To the best of our knowledge, this BENE study was the first trial to explore the efficacy and safety of long-term use of N-acetylcysteine for the treatment of bronchiectasis in China. However, this study had several limitations. First, the subjects were enrolled from the same province in China, reflecting a rather homogenous population of bronchiectasis patients. There is some geographical variation in etiology, epidemiology, and microbiology of bronchiectasis [
37]. Besides, inconsistent diagnostic criteria were used to study the etiology of bronchiectasis. As a result, the proportion of idiopathic bronchiectasis patients in the Chinese population [
18,
38] seems to be higher than that in the Spanish registry, which reported that only 24% were idiopathic [
39]. The prognosis and management of bronchiectasis might differ between various geographic regions. Therefore, the effect of N-acetylcysteine on a Chinese population might differ from that in other populations. Along with the small sample size, these factors may influence the results. Hence, larger trials of heterogenous populations of bronchiectasis patients are needed to validate our results. Second, this study did not compare N-acetylcysteine to a placebo. Thus, there is a concern for bias. For example, N-acetylcysteine might also have been used in the control group. In addition, both researchers and patients were not blinded to the interventions, which may introduce the placebo effect. Due to these methodological flaws, the recommendation of long-term use of N-acetylcysteine in bronchiectasis cannot be made until the current results are validated in larger international multicenter trials. Third, this study did not analyze the therapeutic effects of N-acetylcysteine separately for “dry bronchiectasis,” “daily sputum,” or other subtypes of bronchiectasis. Since sputum production and chronic infection were less frequent in the “dry bronchiectasis” cluster, it is unclear whether the “dry bronchiectasis” group would benefit from the long-term use of N-acetylcysteine. Subgroup analysis of bronchiectasis according to microbiology and daily sputum suggests that different clinical phenotypes of bronchiectasis might exhibit diverse treatment outcomes in the same trial [
6]. Different clinical phenotypes may require different treatments.
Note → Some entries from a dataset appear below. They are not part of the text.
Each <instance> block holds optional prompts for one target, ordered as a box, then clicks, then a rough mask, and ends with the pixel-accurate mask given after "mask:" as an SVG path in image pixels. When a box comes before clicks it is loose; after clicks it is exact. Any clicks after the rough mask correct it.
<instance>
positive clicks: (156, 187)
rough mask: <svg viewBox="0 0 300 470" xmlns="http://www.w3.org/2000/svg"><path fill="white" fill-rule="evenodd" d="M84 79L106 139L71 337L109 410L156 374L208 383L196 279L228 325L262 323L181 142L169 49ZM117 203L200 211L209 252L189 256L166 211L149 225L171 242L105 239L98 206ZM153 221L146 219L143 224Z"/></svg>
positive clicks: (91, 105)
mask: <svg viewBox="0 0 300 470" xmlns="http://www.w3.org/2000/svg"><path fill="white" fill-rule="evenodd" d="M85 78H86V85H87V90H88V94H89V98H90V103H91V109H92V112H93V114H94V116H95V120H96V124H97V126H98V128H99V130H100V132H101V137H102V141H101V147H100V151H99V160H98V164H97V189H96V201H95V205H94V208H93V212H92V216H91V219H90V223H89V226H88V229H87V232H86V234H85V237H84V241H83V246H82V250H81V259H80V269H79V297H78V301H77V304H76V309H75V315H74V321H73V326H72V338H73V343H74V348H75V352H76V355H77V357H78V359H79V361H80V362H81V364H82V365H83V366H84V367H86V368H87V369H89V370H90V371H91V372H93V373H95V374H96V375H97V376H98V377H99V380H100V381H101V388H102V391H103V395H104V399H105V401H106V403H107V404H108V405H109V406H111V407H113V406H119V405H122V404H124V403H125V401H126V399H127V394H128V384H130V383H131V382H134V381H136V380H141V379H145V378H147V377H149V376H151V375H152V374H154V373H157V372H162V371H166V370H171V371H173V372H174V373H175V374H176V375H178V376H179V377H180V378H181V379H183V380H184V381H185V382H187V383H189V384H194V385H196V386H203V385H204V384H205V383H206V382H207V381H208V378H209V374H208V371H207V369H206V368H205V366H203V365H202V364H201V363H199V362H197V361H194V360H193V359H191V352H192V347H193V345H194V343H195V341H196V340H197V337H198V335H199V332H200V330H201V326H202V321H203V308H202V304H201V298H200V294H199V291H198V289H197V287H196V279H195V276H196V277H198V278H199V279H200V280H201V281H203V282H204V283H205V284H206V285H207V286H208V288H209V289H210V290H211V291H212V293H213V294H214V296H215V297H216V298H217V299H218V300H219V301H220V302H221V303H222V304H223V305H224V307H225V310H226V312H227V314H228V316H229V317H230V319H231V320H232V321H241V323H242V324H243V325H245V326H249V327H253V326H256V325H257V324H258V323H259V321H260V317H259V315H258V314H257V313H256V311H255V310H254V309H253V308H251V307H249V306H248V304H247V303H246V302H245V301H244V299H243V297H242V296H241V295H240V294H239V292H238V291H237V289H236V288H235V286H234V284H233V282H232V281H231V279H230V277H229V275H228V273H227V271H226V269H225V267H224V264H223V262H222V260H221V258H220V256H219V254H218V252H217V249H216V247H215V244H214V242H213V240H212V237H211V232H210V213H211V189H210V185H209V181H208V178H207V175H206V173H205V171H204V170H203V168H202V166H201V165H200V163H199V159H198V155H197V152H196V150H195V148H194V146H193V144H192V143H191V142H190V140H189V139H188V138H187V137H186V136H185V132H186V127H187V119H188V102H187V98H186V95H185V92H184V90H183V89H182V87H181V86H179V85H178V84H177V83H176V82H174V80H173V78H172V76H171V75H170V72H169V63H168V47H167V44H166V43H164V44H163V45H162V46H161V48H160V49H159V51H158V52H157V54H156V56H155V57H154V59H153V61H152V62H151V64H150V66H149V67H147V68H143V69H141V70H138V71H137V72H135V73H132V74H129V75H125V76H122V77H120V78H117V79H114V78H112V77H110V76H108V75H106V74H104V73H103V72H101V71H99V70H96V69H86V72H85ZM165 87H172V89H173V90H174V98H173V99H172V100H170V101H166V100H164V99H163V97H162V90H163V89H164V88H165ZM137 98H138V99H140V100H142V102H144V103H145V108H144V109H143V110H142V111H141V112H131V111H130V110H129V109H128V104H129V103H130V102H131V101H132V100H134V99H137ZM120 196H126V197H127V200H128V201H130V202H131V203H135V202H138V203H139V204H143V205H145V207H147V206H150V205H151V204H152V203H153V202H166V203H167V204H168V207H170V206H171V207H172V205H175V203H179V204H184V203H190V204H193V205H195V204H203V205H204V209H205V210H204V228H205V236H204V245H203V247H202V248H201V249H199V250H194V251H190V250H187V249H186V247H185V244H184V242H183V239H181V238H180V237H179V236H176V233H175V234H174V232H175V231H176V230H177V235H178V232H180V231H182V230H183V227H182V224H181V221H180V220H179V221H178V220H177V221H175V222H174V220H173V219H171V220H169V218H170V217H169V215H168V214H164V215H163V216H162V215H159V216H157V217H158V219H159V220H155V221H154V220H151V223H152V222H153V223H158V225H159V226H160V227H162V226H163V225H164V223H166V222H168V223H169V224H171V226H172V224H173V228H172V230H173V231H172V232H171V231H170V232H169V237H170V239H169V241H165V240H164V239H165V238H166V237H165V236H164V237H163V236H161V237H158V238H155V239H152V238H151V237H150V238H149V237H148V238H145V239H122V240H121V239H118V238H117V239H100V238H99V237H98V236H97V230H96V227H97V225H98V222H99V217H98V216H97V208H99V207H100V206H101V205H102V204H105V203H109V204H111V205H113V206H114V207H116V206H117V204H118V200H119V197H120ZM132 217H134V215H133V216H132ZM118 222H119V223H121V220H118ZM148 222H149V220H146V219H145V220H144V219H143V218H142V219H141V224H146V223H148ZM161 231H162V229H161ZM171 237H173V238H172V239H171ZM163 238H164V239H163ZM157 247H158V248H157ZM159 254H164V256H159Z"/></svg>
Further studies are needed to explore how they are affected by treatment. Finally, nebulized N-acetylcysteine might be an effective way to deliver the drug, in contrast to oral administration, which involves first-pass liver metabolism and may result in a decreased efficacy or an increased toxicity. Further studies are needed to explore the efficacy and safety of nebulized N-acetylcysteine for bronchiectasis patients.
In conclusion, the long-term use of N-acetylcysteine is able to reduce the risk of exacerbations for bronchiectasis patients in Shandong Province, China. This trial may lead to larger international multicenter research in the field.